Il y a là non seulement une allusion à la doctrine de la réincarnation, mais un énoncé clair de cet enseignement. Ce passage va beaucoup plus loin que le cas de l’homme né aveugle, où Jésus entendant une allusion à la doctrine, ne la nia ni ne la condamna d’aucune façon, mais se contenta de dire que la cause de la cécité n’était pas uniquement le péché commis antérieurement, mais que ce cas devait servir à un but particulier, comme aussi celui de l’homme supposé mort, où Jésus déclara qu’il ne l’était pas, mais qu’il lui servirait pour démontrer son pouvoir sur la maladie. Dans ce dernier cas, il se rendait compte que cet homme était si près de la mort qu’aucune personne ordinaire n’aurait pu le guérir, et dans le cas de l’homme aveugle, le fait était le même. S’il avait pensé que la doctrine était pernicieuse, comme elle aurait dû l’être si elle avait été fausse, il l'aurait condamnée à la première occasion, mais il y fit clairement allusion dans le cas de Jean, et quand il demanda quelles étaient les idées du peuple à son sujet, selon les doctrines qui avaient cours alors, ainsi qu’on l’a montré ci-dessus. St. Mahieu XVI, verset 13, suffira comme exemple, puisque les différents auteurs sont d’accord à ce sujet :

« Quand Jésus arriva dans le territoire de Césarée de Philippe, il demanda à ses disciples : « Que disent les hommes, que je suis moi, le « Fils de l’homme ? » Et ils lui répondirent : « Les uns disent que tu es Jean Baptiste ; les autres Élie ; et les autres Jérémie, ou l’un des prophètes. »

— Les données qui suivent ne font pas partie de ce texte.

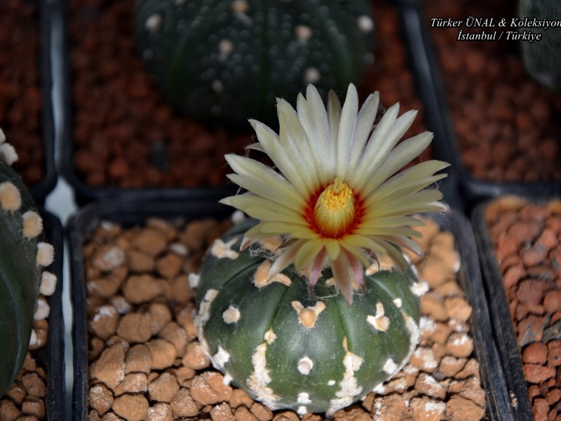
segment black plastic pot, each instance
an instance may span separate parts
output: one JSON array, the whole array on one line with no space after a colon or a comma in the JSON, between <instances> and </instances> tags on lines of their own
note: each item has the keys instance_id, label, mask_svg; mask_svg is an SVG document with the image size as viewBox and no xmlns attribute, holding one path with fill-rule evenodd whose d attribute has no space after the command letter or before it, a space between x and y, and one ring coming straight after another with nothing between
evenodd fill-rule
<instances>
[{"instance_id":1,"label":"black plastic pot","mask_svg":"<svg viewBox=\"0 0 561 421\"><path fill-rule=\"evenodd\" d=\"M59 421L65 419L66 401L65 328L62 304L64 239L62 226L58 218L44 210L41 211L41 215L47 238L55 248L55 260L48 267L48 270L56 275L58 282L55 293L47 297L47 302L50 307L47 343L42 349L33 352L44 364L45 371L47 373L46 420Z\"/></svg>"},{"instance_id":2,"label":"black plastic pot","mask_svg":"<svg viewBox=\"0 0 561 421\"><path fill-rule=\"evenodd\" d=\"M532 197L534 199L529 199L530 203L536 203L539 200L536 199L538 196ZM513 401L517 402L514 413L517 420L534 420L534 415L528 397L528 386L524 377L520 350L503 286L503 276L485 218L486 210L493 202L493 200L488 201L475 207L472 215L472 223L481 260L481 272L492 321L493 334L509 393Z\"/></svg>"},{"instance_id":3,"label":"black plastic pot","mask_svg":"<svg viewBox=\"0 0 561 421\"><path fill-rule=\"evenodd\" d=\"M67 235L70 249L73 250L71 262L74 315L72 328L74 347L73 420L86 420L88 417L88 329L83 247L93 230L104 220L131 226L141 225L151 216L173 220L182 218L189 220L208 216L224 218L231 213L231 208L218 204L193 201L169 203L102 201L88 205L71 218L67 227ZM473 307L471 333L480 363L482 384L486 392L487 415L493 420L513 420L511 401L492 338L487 302L481 293L482 284L471 227L465 218L457 212L446 215L429 214L428 216L453 234L461 255L459 282Z\"/></svg>"},{"instance_id":4,"label":"black plastic pot","mask_svg":"<svg viewBox=\"0 0 561 421\"><path fill-rule=\"evenodd\" d=\"M451 173L459 182L461 190L458 194L465 201L467 210L478 201L503 194L561 194L561 181L496 182L476 178L471 174L461 158L442 75L429 36L430 16L425 15L421 0L396 1L400 4L417 86L427 110L427 125L435 132L435 140L442 140L434 147L435 156L452 164Z\"/></svg>"},{"instance_id":5,"label":"black plastic pot","mask_svg":"<svg viewBox=\"0 0 561 421\"><path fill-rule=\"evenodd\" d=\"M44 152L43 178L28 189L35 203L43 204L45 198L55 187L57 182L57 174L55 169L55 130L53 102L51 100L51 89L53 78L50 67L50 50L52 45L52 25L50 8L48 0L34 0L39 8L39 19L37 31L39 36L39 66L41 91L41 130L43 140L42 147ZM14 52L15 53L15 52ZM0 98L0 101L2 98ZM8 142L10 142L9 133ZM16 151L17 152L17 151Z\"/></svg>"}]
</instances>

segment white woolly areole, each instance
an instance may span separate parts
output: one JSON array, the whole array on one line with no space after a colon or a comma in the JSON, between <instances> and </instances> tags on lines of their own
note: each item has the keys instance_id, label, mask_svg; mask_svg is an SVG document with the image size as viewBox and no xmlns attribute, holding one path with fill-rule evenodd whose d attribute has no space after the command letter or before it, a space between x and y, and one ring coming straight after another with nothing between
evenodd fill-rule
<instances>
[{"instance_id":1,"label":"white woolly areole","mask_svg":"<svg viewBox=\"0 0 561 421\"><path fill-rule=\"evenodd\" d=\"M212 243L212 247L210 248L210 254L212 254L217 259L237 259L240 253L231 249L232 246L236 243L238 239L232 239L227 243L224 243L220 239L217 239Z\"/></svg>"},{"instance_id":2,"label":"white woolly areole","mask_svg":"<svg viewBox=\"0 0 561 421\"><path fill-rule=\"evenodd\" d=\"M235 305L230 305L224 313L222 313L222 320L227 324L238 323L240 319L240 310Z\"/></svg>"},{"instance_id":3,"label":"white woolly areole","mask_svg":"<svg viewBox=\"0 0 561 421\"><path fill-rule=\"evenodd\" d=\"M229 373L224 373L224 378L222 379L222 385L224 386L228 386L228 385L232 382L233 380L234 379Z\"/></svg>"},{"instance_id":4,"label":"white woolly areole","mask_svg":"<svg viewBox=\"0 0 561 421\"><path fill-rule=\"evenodd\" d=\"M372 325L377 330L385 332L390 326L390 319L384 316L384 305L381 302L376 303L376 315L369 314L366 321Z\"/></svg>"},{"instance_id":5,"label":"white woolly areole","mask_svg":"<svg viewBox=\"0 0 561 421\"><path fill-rule=\"evenodd\" d=\"M271 269L271 262L263 260L257 267L255 274L253 276L253 284L259 289L272 283L273 282L280 282L286 286L290 286L292 283L290 278L283 274L278 274L269 279L269 270Z\"/></svg>"},{"instance_id":6,"label":"white woolly areole","mask_svg":"<svg viewBox=\"0 0 561 421\"><path fill-rule=\"evenodd\" d=\"M229 359L229 353L228 353L220 346L218 347L218 351L217 353L215 354L211 358L211 360L212 361L212 365L219 370L224 368L224 365L227 363Z\"/></svg>"},{"instance_id":7,"label":"white woolly areole","mask_svg":"<svg viewBox=\"0 0 561 421\"><path fill-rule=\"evenodd\" d=\"M41 241L37 243L37 265L46 267L53 263L55 258L55 249L48 243Z\"/></svg>"},{"instance_id":8,"label":"white woolly areole","mask_svg":"<svg viewBox=\"0 0 561 421\"><path fill-rule=\"evenodd\" d=\"M41 274L39 292L43 295L52 295L57 288L57 277L50 272L44 271Z\"/></svg>"},{"instance_id":9,"label":"white woolly areole","mask_svg":"<svg viewBox=\"0 0 561 421\"><path fill-rule=\"evenodd\" d=\"M148 19L146 20L144 27L150 31L150 32L155 32L160 29L163 21L163 19L162 19L161 15L154 13L149 16Z\"/></svg>"},{"instance_id":10,"label":"white woolly areole","mask_svg":"<svg viewBox=\"0 0 561 421\"><path fill-rule=\"evenodd\" d=\"M13 212L22 206L22 196L18 187L10 181L0 183L0 206L4 210Z\"/></svg>"},{"instance_id":11,"label":"white woolly areole","mask_svg":"<svg viewBox=\"0 0 561 421\"><path fill-rule=\"evenodd\" d=\"M251 356L253 372L248 377L245 383L258 400L263 402L270 410L275 410L278 408L276 403L279 397L267 386L271 382L271 376L267 368L266 351L266 342L263 342L255 348L253 355Z\"/></svg>"},{"instance_id":12,"label":"white woolly areole","mask_svg":"<svg viewBox=\"0 0 561 421\"><path fill-rule=\"evenodd\" d=\"M8 165L12 165L18 161L18 154L13 147L9 143L0 145L0 155L2 156Z\"/></svg>"},{"instance_id":13,"label":"white woolly areole","mask_svg":"<svg viewBox=\"0 0 561 421\"><path fill-rule=\"evenodd\" d=\"M196 288L198 286L201 276L198 276L198 274L189 274L187 276L187 279L189 279L189 286L191 288Z\"/></svg>"},{"instance_id":14,"label":"white woolly areole","mask_svg":"<svg viewBox=\"0 0 561 421\"><path fill-rule=\"evenodd\" d=\"M270 345L275 342L275 340L276 339L276 335L275 335L275 333L273 331L273 328L271 328L269 330L265 332L264 337L267 345Z\"/></svg>"},{"instance_id":15,"label":"white woolly areole","mask_svg":"<svg viewBox=\"0 0 561 421\"><path fill-rule=\"evenodd\" d=\"M203 328L206 324L206 322L208 321L208 319L210 319L210 305L217 295L218 290L213 288L207 290L206 293L205 293L205 296L203 298L203 301L201 302L201 305L198 307L198 314L194 321L201 343L203 340L204 340ZM206 349L208 349L208 347L207 347Z\"/></svg>"},{"instance_id":16,"label":"white woolly areole","mask_svg":"<svg viewBox=\"0 0 561 421\"><path fill-rule=\"evenodd\" d=\"M361 32L368 33L374 29L374 21L372 18L366 15L362 15L356 20L358 25L358 30Z\"/></svg>"},{"instance_id":17,"label":"white woolly areole","mask_svg":"<svg viewBox=\"0 0 561 421\"><path fill-rule=\"evenodd\" d=\"M420 297L428 290L428 284L425 282L414 282L411 286L411 292L417 297Z\"/></svg>"},{"instance_id":18,"label":"white woolly areole","mask_svg":"<svg viewBox=\"0 0 561 421\"><path fill-rule=\"evenodd\" d=\"M37 305L35 307L35 313L33 314L34 320L43 320L48 317L48 314L50 312L50 307L44 298L39 298L37 300Z\"/></svg>"},{"instance_id":19,"label":"white woolly areole","mask_svg":"<svg viewBox=\"0 0 561 421\"><path fill-rule=\"evenodd\" d=\"M355 397L363 392L363 387L358 385L358 381L355 377L355 371L360 370L364 359L347 351L343 359L343 365L345 366L345 373L343 380L339 382L339 389L335 392L337 399L330 401L329 409L325 415L327 417L331 416L346 406L349 406L355 400Z\"/></svg>"},{"instance_id":20,"label":"white woolly areole","mask_svg":"<svg viewBox=\"0 0 561 421\"><path fill-rule=\"evenodd\" d=\"M311 399L310 399L310 395L305 392L302 392L298 394L298 399L297 399L298 403L302 405L309 405L311 403Z\"/></svg>"},{"instance_id":21,"label":"white woolly areole","mask_svg":"<svg viewBox=\"0 0 561 421\"><path fill-rule=\"evenodd\" d=\"M23 219L23 236L34 239L43 231L43 220L34 210L27 210L22 215Z\"/></svg>"},{"instance_id":22,"label":"white woolly areole","mask_svg":"<svg viewBox=\"0 0 561 421\"><path fill-rule=\"evenodd\" d=\"M300 372L300 374L308 375L310 374L311 369L313 368L313 361L311 361L309 357L304 356L298 361L297 368L298 368L298 371Z\"/></svg>"}]
</instances>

Ceci constituait un rappel volontaire de l’ancienne doctrine, auquel les disciples répondirent comme l’auraient fait tous les Juifs, sans contester du tout la question de la réincarnation ; et dans sa réponse, Jésus ne réfuta pas non plus la doctrine, mais se distingua de la masse des sages et des prophètes en montrant qu’il était une incarnation de Dieu et non une réincarnation d’un saint ou d’un sage quelconque. Il n’y fit pas allusion dans le but de la discuter et de la condamner comme il aurait pu le fare, mais le fit pour d’autres questions ; mais au contraire il en parla clairement dans le but de montrer qu’il était un Dieu incarné. Suivant son exemple, les disciples ne discutèrent jamais la réincarnation ; ils connaissaient bien la doctrine ; St. Paul devait l’avoir présente à l’esprit lorsqu’il parlait d’Esaü et de Jacob ; St. Jean ne pouvait qu’y faire allusion lorsqu’il disait dans l’Apocalypse, chap. III, V. 12 :

« Celui qui vaincra, j’en ferai un pilier dans le temple de mon Dieu et il n’en sortira plus. »

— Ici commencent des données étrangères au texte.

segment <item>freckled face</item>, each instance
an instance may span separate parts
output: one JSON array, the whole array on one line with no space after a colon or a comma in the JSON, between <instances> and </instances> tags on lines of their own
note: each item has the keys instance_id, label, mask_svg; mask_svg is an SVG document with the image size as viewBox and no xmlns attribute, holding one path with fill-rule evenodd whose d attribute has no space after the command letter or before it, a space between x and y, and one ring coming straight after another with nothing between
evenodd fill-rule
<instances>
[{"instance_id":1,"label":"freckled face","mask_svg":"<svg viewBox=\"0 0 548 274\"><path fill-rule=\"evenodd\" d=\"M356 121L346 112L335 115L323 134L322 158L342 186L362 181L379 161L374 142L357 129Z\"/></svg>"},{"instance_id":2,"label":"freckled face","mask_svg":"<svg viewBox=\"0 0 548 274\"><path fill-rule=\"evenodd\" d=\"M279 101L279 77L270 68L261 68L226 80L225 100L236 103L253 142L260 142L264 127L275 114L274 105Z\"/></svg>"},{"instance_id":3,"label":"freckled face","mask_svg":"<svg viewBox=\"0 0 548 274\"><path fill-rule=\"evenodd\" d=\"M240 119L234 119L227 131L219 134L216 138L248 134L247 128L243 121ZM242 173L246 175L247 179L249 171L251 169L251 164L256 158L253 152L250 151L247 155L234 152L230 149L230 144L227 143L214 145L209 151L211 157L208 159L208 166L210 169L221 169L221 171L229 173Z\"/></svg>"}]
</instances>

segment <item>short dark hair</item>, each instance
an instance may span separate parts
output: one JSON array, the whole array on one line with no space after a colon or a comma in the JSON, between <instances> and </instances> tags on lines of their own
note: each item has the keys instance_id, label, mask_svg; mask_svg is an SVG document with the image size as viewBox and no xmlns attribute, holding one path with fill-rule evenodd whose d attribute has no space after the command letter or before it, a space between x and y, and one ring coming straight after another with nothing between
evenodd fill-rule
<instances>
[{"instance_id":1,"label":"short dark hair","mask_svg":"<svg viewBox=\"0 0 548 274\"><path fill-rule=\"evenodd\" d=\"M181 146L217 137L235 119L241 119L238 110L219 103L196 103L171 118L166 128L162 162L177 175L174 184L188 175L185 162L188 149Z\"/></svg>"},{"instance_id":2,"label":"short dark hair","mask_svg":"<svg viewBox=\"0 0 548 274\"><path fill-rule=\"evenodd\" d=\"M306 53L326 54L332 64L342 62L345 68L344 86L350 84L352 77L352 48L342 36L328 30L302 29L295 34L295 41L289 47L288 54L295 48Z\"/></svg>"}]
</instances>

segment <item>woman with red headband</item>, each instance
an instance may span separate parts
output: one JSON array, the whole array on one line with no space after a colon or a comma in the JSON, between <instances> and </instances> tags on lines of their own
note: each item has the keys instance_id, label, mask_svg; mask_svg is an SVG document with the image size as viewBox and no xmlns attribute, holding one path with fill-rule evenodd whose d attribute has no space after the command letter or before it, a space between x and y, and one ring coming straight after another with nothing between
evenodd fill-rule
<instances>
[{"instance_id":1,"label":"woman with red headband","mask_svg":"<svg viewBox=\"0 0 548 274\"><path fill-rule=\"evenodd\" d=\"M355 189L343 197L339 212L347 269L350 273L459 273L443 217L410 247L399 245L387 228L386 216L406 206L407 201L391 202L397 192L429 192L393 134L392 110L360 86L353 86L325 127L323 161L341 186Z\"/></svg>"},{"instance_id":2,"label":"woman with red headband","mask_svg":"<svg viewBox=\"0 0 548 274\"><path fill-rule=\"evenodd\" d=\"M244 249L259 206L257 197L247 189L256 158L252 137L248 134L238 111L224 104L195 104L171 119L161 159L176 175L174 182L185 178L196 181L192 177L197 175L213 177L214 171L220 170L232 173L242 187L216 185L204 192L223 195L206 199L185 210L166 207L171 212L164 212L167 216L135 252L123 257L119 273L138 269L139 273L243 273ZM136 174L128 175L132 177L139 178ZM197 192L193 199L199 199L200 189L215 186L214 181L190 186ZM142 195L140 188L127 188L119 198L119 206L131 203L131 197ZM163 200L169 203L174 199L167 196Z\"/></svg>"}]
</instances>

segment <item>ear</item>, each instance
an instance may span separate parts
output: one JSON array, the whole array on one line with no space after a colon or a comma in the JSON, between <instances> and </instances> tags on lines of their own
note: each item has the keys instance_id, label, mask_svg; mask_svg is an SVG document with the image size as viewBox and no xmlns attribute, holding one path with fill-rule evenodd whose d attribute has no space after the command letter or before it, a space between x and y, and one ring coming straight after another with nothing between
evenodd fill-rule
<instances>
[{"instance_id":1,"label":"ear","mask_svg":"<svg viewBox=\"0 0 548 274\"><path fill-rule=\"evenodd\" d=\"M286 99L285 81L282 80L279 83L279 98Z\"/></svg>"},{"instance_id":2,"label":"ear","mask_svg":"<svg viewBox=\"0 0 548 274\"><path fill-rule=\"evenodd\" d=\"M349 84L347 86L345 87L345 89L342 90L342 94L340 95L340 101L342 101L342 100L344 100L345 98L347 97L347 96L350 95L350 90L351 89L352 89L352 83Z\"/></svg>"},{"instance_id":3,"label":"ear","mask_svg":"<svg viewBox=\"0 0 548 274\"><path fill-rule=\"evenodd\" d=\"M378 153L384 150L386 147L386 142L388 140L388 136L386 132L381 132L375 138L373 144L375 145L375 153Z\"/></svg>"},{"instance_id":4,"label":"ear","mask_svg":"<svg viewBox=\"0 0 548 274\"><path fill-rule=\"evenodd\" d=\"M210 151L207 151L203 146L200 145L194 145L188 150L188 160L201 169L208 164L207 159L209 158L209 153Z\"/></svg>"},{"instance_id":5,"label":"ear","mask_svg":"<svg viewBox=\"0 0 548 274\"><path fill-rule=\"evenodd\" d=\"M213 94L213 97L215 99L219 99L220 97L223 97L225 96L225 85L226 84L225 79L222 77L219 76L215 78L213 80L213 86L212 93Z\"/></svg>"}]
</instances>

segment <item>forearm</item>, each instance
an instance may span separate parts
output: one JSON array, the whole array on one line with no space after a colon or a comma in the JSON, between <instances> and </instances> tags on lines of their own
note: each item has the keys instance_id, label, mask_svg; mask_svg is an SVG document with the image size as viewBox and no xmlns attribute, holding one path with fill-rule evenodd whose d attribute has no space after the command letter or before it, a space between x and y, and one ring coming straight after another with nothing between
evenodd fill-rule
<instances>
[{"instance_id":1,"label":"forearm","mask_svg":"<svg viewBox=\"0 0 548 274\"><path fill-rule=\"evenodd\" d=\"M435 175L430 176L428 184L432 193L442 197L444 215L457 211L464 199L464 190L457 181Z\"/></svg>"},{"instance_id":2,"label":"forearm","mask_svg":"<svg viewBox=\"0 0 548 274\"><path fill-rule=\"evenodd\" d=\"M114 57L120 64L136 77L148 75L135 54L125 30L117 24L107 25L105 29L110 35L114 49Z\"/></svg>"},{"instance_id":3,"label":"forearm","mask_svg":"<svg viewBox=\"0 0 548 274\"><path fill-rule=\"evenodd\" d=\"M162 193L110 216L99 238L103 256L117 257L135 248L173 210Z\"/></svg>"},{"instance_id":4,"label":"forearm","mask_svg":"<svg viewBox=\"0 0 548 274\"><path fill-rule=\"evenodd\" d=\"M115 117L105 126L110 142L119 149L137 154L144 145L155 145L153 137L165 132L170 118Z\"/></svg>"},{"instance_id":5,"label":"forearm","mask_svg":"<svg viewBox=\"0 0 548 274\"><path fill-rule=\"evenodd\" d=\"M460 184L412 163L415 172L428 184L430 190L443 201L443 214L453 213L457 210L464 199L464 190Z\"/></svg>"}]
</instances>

Évidemment, il fallait qu’il en soit sorti précédemment, ou le mot « plus » n’aurait eu aucune raison d’être, ni aucun sens. C’était l’ancienne idée de l’exil de l’âme et de la nécessité pour elle de se purifier par un long pèlerinage avant de pouvoir être admise comme un « pilier dans le temple de Dieu ». Et tant que les moines ignorants mais ambitieux, après la mort d’Origène, n’eurent pas la main haute sur le Christianisme, la doctrine dut ennoblir le nouveau mouvement. Plus tard, le concile de Constantinople condamna ces idées en dépit des paroles mêmes de Jésus, si bien qu’enfin elles cessèrent de résonner comme l’un des accords du Christianisme, et que la prophétie de Jésus disant qu’il venait apporter la lutte et la division et non la paix, se réalisa parmi les nations belliqueuses des pays chrétiens qui professent le Christ en paroles, mais dont les actes renient constamment celui qu’ils appellent « l’humble de cœur ».

W.Q. Judge.

Cet article fut publié pour la première fois par W.Q. Judge dans le Path de février 1894.

Traduction publiée dans la Revue Théosophie (Vol. IV, n°5, janvier 1929).